Kasus terakhir sebelum Virendy adalah kematian mahasiswi Fakultas Kesehatan Masyarakat Universitas Muslim Indonesia, dalam diksar Senat Mahasiswa dengan dugaan penganiayaan (dilaporkan sang Ayah yang juga adalah salah satu dosen di Universitas tersebut) tetapi juga mendapat keterangan resmi dari pihak kepolisian bahwa tidak ditemukan adanya unsur penganiayaan padahal ditemukan juga luka dan lebam pada tubuh korban.

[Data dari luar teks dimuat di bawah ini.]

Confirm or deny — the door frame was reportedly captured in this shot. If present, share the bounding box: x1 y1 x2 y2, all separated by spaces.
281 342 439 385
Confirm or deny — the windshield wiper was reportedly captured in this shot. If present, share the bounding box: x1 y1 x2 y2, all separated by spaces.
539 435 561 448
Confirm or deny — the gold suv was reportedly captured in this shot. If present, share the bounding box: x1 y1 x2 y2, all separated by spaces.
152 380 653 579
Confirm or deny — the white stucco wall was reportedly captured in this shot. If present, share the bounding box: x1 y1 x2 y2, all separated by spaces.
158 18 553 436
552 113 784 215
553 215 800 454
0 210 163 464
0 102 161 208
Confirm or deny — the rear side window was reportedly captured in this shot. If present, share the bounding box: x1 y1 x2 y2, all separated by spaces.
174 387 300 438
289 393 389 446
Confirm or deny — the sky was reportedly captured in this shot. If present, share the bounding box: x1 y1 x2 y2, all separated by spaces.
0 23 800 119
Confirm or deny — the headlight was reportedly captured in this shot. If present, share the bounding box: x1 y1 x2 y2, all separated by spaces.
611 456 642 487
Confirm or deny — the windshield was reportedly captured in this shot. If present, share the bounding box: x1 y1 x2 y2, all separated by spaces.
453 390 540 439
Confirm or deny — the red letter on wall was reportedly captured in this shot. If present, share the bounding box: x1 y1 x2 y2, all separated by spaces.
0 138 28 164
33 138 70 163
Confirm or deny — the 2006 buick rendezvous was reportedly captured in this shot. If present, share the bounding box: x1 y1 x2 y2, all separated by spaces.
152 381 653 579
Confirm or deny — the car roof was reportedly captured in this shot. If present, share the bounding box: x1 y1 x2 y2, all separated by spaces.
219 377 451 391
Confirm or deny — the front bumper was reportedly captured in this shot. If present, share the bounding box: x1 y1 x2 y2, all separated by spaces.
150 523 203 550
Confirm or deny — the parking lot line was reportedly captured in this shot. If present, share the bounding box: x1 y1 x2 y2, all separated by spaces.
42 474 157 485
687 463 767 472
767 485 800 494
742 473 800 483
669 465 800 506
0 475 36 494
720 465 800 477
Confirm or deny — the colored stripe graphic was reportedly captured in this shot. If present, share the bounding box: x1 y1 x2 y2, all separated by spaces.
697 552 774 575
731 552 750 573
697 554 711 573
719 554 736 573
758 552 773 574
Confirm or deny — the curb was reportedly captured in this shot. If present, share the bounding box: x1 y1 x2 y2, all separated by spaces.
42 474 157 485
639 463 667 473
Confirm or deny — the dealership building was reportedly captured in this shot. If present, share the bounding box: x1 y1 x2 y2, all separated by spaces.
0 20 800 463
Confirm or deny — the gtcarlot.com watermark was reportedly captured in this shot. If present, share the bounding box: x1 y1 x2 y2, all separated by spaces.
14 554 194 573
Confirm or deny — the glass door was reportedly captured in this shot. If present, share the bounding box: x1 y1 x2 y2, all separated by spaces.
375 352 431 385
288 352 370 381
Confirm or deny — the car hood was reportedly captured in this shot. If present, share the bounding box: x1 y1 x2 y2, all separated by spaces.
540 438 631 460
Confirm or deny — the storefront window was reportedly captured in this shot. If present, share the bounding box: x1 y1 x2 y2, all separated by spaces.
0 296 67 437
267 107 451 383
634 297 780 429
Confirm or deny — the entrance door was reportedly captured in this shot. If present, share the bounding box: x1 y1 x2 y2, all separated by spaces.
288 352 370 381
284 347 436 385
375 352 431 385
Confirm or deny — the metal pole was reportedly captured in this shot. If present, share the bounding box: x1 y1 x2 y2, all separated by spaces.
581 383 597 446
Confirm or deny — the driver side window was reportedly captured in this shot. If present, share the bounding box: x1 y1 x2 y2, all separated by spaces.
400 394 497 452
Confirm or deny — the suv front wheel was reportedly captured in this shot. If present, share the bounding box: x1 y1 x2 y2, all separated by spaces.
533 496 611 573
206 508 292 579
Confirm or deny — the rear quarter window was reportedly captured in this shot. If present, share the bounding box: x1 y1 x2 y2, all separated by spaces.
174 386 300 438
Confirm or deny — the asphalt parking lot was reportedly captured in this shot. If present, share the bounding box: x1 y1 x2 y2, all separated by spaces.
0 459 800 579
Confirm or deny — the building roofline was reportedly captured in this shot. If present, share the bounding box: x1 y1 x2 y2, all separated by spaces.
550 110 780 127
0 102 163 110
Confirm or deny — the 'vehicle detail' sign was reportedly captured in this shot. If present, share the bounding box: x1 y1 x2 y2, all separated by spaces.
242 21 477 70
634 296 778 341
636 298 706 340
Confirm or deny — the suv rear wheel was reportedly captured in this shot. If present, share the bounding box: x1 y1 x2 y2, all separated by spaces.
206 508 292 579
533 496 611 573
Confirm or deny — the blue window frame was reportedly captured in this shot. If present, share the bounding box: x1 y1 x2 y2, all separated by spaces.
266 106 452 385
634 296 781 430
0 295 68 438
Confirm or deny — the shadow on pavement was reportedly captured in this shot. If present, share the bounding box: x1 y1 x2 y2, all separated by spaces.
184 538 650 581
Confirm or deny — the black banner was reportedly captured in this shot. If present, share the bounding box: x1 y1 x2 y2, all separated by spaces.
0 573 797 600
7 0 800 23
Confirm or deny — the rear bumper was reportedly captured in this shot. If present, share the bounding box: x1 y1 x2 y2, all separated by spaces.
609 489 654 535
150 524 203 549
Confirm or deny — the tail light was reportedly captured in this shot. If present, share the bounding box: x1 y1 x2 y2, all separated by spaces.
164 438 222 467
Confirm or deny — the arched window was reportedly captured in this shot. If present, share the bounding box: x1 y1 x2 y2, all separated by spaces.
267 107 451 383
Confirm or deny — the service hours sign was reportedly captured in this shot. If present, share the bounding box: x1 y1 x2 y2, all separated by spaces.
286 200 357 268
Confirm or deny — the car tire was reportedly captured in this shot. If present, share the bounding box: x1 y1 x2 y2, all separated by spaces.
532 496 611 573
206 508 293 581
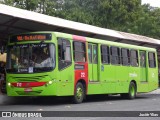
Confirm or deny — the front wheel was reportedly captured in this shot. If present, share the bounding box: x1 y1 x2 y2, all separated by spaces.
73 82 85 104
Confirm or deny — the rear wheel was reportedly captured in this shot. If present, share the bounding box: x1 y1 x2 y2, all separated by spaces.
73 82 85 104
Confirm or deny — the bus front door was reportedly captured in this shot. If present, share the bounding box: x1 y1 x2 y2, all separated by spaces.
88 43 98 82
140 51 147 82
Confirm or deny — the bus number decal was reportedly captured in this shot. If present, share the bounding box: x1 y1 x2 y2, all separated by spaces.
81 72 85 78
17 83 22 87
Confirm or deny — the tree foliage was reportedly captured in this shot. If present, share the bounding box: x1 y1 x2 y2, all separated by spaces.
2 0 160 39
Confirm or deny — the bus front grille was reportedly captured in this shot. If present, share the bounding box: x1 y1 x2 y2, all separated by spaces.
12 75 48 82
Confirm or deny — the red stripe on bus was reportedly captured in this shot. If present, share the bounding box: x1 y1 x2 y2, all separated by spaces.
73 35 86 41
11 82 47 88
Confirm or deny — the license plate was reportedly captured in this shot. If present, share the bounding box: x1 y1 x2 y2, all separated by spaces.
24 88 32 92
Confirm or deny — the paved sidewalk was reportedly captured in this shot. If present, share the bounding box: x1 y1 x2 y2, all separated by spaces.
147 88 160 94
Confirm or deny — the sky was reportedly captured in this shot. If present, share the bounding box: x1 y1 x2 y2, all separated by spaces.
142 0 160 8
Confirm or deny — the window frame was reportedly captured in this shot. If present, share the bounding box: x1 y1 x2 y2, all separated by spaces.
110 46 121 65
101 44 111 64
73 40 87 62
130 49 139 67
121 48 131 66
57 37 72 71
148 52 157 68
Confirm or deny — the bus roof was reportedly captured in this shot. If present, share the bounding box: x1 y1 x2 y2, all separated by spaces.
0 4 160 48
53 32 156 51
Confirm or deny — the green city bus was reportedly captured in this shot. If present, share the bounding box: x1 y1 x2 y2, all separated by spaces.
6 31 158 103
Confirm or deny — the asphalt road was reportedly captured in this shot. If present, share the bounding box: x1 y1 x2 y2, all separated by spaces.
0 89 160 120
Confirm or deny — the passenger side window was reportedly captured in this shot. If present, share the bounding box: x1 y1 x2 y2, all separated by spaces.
58 38 72 70
130 50 139 67
121 48 130 66
148 52 156 68
73 41 86 62
110 47 120 64
101 45 110 64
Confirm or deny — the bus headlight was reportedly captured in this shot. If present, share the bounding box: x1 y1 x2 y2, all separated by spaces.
46 80 53 86
8 83 11 86
48 81 53 85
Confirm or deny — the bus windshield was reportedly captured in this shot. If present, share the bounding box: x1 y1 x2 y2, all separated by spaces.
7 43 55 73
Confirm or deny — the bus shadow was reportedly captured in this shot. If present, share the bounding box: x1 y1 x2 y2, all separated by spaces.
0 95 155 106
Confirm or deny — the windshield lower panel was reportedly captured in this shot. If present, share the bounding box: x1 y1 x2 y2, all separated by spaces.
7 43 55 73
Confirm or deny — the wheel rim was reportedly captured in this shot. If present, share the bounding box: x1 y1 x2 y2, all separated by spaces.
131 86 135 97
76 87 83 99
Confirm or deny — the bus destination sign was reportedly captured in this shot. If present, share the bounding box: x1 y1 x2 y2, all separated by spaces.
11 33 51 41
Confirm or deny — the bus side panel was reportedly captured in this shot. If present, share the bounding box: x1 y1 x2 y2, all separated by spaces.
129 66 141 93
116 66 129 93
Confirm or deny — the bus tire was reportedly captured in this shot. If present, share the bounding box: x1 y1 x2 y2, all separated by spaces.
121 82 137 100
73 82 85 104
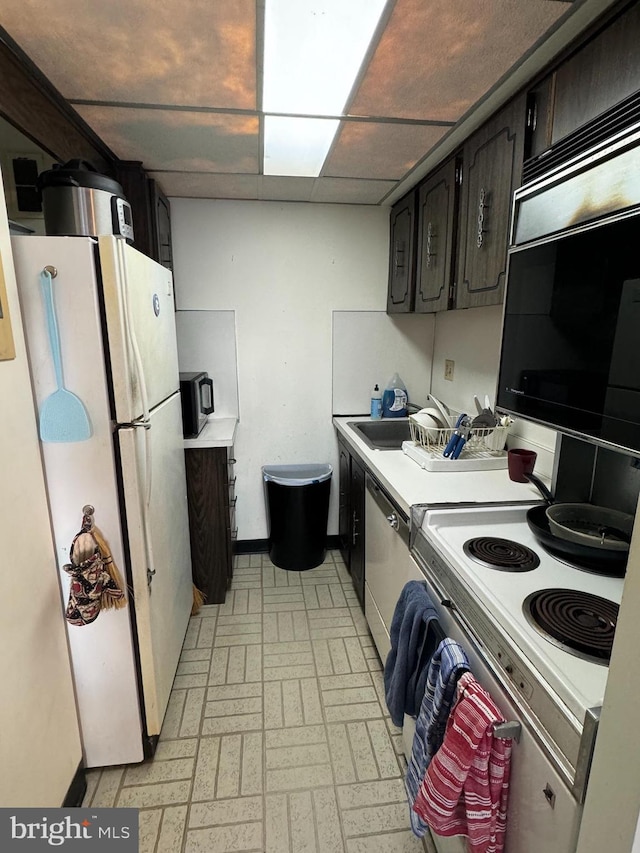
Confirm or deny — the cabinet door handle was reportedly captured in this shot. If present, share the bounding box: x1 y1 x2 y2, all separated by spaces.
426 222 436 269
476 187 489 249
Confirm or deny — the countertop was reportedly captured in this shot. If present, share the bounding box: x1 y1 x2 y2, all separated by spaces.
184 418 238 450
333 417 540 515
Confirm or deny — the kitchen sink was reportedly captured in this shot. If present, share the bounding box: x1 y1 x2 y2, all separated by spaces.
347 418 411 450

Sangat wajar jika sejauh ini berbagai pihak meragukan kredibilitas kepolisian dalam menangani perkara kematian Virendy termasuk kami pihak kuasa hukum mengingat kasus-kasus serupa yang ditangani. Hal lain yang turut menjadi sorotan publik adalah fakta bahwa kasus Virendy telah ditutup oleh pihak Rektorat Universitas Hasanuddin padahal penyelidikan kasus masih berjalan di Kepolisian.
“Kami telah melayangkan peringatan kepada Rektor Unhas agar menghormati proses hukum tetapi malahan pihak kampus menyatakan kepada publik dan media nasional bahwa kasus Virendy telah ditutup dan upaya mencari keadilan oleh pihak keluarga hanya pencitraan belaka. Tindakan yang demikian dapat memenuhi unsur tindak pidana sebagaimana dimaksud dalam pasal 221 KUHP yaitu upaya menghalangi proses hukum,” tukas Yodi Kristianto.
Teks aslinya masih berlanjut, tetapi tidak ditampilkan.